For weeks now, my baby has been doing an excellent job of sleeping. She'll sleep in five or six hour blocks at night. Generally speaking, we only have to get up once in the wee hours. And since she is breastfed, I don't mind her getting up for a snack if she wants. My baby is now sleeping.
But I'm not. The insomnia is back with a vengeance. There are not many pluses to pregnancy, in my opinion. But at least while pregnant I slept like a baby. Or, uh. . . a rock? A koala?* Whatever the euphemism, I slept well. And I'm not anymore.
I find it infinitely more difficult not sleeping when I have Mariah to take care of. She requires care regardless of how much I want to sit in one spot and refuse to move.
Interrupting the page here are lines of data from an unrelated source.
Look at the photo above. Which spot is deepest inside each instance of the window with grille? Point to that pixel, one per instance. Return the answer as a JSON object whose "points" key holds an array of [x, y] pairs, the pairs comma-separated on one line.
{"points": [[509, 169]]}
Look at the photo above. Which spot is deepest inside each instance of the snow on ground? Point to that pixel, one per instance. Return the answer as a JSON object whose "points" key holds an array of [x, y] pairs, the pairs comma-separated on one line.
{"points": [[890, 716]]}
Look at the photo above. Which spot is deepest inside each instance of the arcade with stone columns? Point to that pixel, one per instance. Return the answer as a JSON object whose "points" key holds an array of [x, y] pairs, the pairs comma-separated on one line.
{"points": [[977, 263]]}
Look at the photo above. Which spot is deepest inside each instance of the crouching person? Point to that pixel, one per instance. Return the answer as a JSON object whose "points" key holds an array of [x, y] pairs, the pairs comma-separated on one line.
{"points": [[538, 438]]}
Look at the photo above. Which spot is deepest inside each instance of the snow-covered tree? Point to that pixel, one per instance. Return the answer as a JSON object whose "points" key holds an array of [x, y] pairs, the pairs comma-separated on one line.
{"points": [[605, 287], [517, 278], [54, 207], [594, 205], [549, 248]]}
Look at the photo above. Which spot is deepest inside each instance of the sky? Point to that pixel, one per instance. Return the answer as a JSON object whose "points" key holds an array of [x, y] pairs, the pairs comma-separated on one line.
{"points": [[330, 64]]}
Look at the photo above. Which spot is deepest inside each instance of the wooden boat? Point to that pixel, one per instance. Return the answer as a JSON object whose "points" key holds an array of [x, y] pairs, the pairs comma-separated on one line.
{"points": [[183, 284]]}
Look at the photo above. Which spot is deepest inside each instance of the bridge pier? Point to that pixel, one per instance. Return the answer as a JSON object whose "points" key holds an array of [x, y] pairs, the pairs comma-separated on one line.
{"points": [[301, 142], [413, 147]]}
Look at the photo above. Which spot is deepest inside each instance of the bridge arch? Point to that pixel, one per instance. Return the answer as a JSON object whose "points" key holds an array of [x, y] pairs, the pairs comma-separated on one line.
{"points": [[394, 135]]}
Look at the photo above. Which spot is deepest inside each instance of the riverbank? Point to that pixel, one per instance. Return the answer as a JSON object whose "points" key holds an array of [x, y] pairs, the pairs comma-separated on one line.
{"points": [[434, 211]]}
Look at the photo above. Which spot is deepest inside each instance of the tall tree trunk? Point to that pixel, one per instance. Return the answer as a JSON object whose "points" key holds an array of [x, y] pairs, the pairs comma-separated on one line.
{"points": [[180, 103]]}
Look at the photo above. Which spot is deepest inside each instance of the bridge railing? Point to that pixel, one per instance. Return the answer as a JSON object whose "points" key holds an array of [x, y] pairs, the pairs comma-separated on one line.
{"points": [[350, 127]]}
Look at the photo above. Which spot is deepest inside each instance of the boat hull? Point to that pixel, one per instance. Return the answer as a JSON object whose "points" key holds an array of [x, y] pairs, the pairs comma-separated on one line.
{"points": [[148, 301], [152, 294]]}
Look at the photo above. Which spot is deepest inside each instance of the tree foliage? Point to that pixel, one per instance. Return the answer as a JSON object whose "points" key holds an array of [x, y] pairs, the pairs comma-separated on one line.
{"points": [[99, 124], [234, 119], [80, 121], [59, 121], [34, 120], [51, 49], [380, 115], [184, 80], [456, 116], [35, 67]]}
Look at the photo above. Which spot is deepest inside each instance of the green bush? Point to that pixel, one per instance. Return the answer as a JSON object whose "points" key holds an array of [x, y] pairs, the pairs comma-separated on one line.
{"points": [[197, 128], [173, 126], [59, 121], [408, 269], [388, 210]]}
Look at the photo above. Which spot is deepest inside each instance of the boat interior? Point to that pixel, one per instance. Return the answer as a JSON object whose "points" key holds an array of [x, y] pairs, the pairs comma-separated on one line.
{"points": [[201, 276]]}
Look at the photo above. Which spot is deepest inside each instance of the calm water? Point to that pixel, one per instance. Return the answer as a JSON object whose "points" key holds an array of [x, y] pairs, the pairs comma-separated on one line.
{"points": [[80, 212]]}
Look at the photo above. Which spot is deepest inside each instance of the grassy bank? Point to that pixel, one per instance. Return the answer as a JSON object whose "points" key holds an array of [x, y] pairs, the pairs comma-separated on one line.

She also expects me to be entertaining. Exhausted and entertaining don't mix well. In the 12 or so years that I've been dealing with serious insomnia, I have never found anything that helps. But the issue is now more crucial than ever. Not that medicating has ever worked, but I can't even give it a try now since I'm nursing. I don't expect the natural remedies like warm milk and such to do anything more than it ever did. Maybe if someone gave me a million dollars. Maybe that would shut my brain down enough for me to sleep.
But I don't expect that to happen, and I'm desperate for sleep. We are all desperate for me to have sleep.